The poem also touches on the idea of perception and how our experiences shape the way we see the world. The speaker notes that after their travels, they were "never surprised again" by the nights, the hospitable dark, or the desire to celebrate. They had seen and experienced so much that nothing could surprise them anymore. However, they were still surprised by the fact that they failed to recognize their own brothers and sisters in the cities they visited. This suggests that even though we may see and experience many things in life, our perceptions of the people around us may still be limited.
One of the most striking aspects of "Aunt Leaf" is the vivid imagery that Oliver uses to describe the natural world. The poem is filled with sensory details that transport the reader to a world of rustling leaves, rushing rivers, and towering mountains. For example, in the opening lines, the speaker describes her great-great-aunt as "dark as hickory," which immediately conjures up an image of a strong, sturdy tree. The aunt is also given several names, including "Shining-Leaf," "Drifting-Cloud," and "The-Beauty-of-the-Night," which all evoke different aspects of nature.
Throughout the poem, Oliver uses imagery to explore the theme of the changing seasons. The speaker and her aunt travel through the world, cherishing the old and the secret, and experiencing the beauty of the natural world in all its forms.
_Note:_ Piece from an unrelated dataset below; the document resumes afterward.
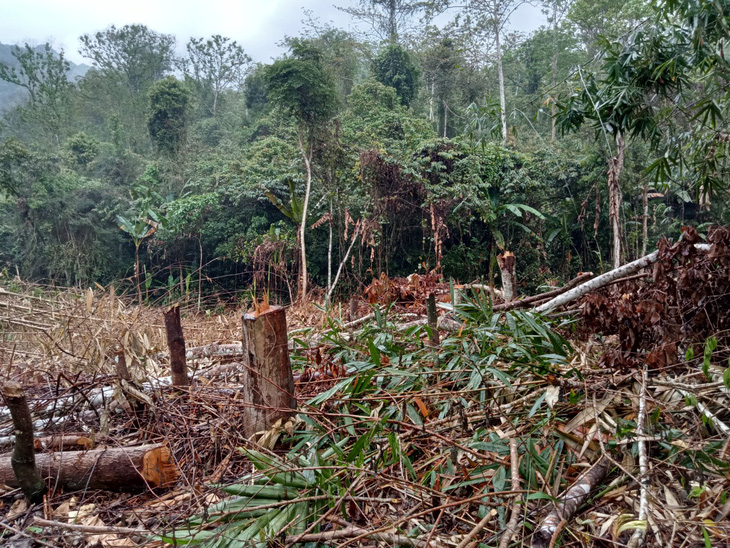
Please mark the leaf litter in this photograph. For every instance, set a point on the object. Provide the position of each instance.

They see trees that are "older and stronger, wearing their long, bitter knowing like a bruise or a crown." They bathe in rivers and climb mountains, experiencing the full range of nature's beauty.
Oliver's language in "Aunt Leaf" is simple and direct, yet it is also rich with meaning. She uses repetition and alliteration to create a musical quality to the poem. For example, the phrase "the old, the burnished, the secret" is repeated twice in the poem, emphasizing the importance of these qualities to the speaker and her aunt. The phrase "perpetually surprised" is also repeated, highlighting the idea that the speaker and her aunt were constantly amazed by the world around them.
Oliver also uses metaphor and personification to bring the natural world to life. The trees are described as wearing their "long, bitter knowing like a bruise or a crown," which suggests that they have endured many hardships and have gained wisdom as a result. The river is personified as keeping its secrets forever, which adds to the sense of mystery and wonder that permeates the poem.
In conclusion, "Aunt Leaf" is a beautiful and evocative poem that celebrates the beauty of the natural world and the cyclical nature of life. Through vivid imagery and simple yet powerful language, Mary Oliver transports the reader to a world of rustling leaves, rushing rivers, and towering mountains. The poem is a testament to the power of imagination and the ability to create our own realities. It is also a reminder that even though we may see and experience many things in life, our perceptions of the people around us may still be limited. "Aunt Leaf" is a classic poem that will continue to inspire and delight readers for generations to come.